Optus ran an ad campaign during this year’s FIFA Women’s World Cup promising a free Optus Sport membership to school students for the duration of the tournament.
After Optus’ disastrous attempt to broadcast last year’s Men’s World Cup, I was more than a little sceptical of their ability to deliver.
The aim, according to the campaign slogan, was to “change the future they see” by showcasing a range of successful female footballers to young girls in a world where men’s sport typically dominates the coverage.
And despite my scepticism that Optus’ campaign was little more than a marketing ploy, I’m starting to believe that it’s actually working.
How do I know this? My mum watched a game.
I love my mum to bits, but I wouldn’t describe her as much of a sports fan. In order for her to voluntarily watch any sort of sporting contest, the match typically has had to include one of me, her other children, or a horse (she was an avid show jumper in her youth).
My younger sister is somewhat similar. She is a ferocious hockey player who trains religiously, yet she too limits her sport viewing to the Olympics (but I suspect that’s because it’s a good excuse to be allowed to watch TV in the morning before school).
I could have hardly been more surprised, then, when they both wandered into the TV room to watch the Matildas take on Jamaica in their last group stage match on a near-freezing Wednesday morning in suburban Sydney.
And any chance of Mum’s foray into football fandom being mere chance was dispelled when, after the Matildas’ loss to Norway, she called me from Wagga Wagga where my sister had been at a hockey tournament for the weekend and told me how she had served breakfast to the team in one hand while watching the Matildas on her phone in the other.
The reason for this sudden interest seems clear. I had spent plenty of early mornings watching football, including World Cups, unaccompanied. But there was something special about this Matildas game beyond the mere fact that it was a women’s team playing and not the men, and it drew my mum and sister in.
The impact of this something special has been felt around the world with some astounding numbers emerging over the course of the tournament as the momentum continues to build.
Bleacher Report’s ad revenue from this year’s Women’s World Cup is reportedly 10% higher than their revenue made from the Men’s edition of the tournament last year, while other reports coming out of the US confirm the same trend in TV viewing figures.
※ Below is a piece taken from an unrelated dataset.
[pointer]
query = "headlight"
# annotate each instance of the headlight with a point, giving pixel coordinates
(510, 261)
Though that may be because the US men’s team failed to qualify for Russia 2018, it shouldn’t undermine the enormity of this achievement.
In England, the Lionesses’ World Cup campaign captured the hearts of a nation, with upwards of 6.1 million people watching England beat Scotland 2-1 in their tournament opener according to the BBC. The men’s team only managed 1.2 million views for their Nations League third place play-off against Switzerland.
FIFA estimate that by the end of the group stage, half of all English people – just over 30 million – had watched at least one minute of the tournament.
These viewing figures in England are made all the more impressive when one realises that they’re directly competing against the Men’s Cricket World Cup, which England are hosting and are favourites to win.
Cricket is a traditional summer sport and a favoured national pastime. It ought to have dominated the football. And yet the Guardian is reporting that the Cricket World Cup barely managed 1.3 million views for England’s match against Pakistan.
Fans aren’t just watching their countries either – they’re putting their money down to show their support. Nike CEO Mark Parker reported last week that “The USA Women’s home jersey is now the No.1 soccer jersey, men’s or women’s, ever sold on Nike.com in one season.”
The Matildas’ iconic ‘spew’ jersey sold out in the men’s cut on the first day of sales on the FFA website and at Rebel Sport.
The interest in the game has encouraged football federations around the world to invest more in the women’s game. No longer can women’s football be put in the ‘no one cares anyway’ basket. Countries and corporate entities now have a massive incentive to unlock previously untapped markets.
The real test for women’s football is whether it can sustain this momentum. Important steps must be taken abroad to ensure the continued survival of the game. The Argentinian Football Association treated its women’s team with such contempt that they did not play a game between 2015 and 2017, and initially rejected the team’s request to be paid US$8.50 per day for training.
Yes, you read that right, US$8.50.
Back home, Australia prepares to mount its #GetOnside bid to host the 2023 edition of the Women’s World Cup and bring new energy to a weary W-League competition.
A new generation of girls will grow up inspired by their heroes, and whether they’re trying to score goals like Sam Kerr, save free kicks like Lydia Williams, or even just wear an iconic blue headband like Ellie Carpenter, the important thing is that their choice of role models will no longer be confined to the men’s team.
For those of us who worship at the alter of the beautiful game, this World Cup has been a phenomenal success.
OK, the FFA managed the Matildas poorly, and sure, the team didn’t always play at their best.
But the success of the world game was not in the results on the pitch. It was in the results off it, that the sport has brought more people into its world.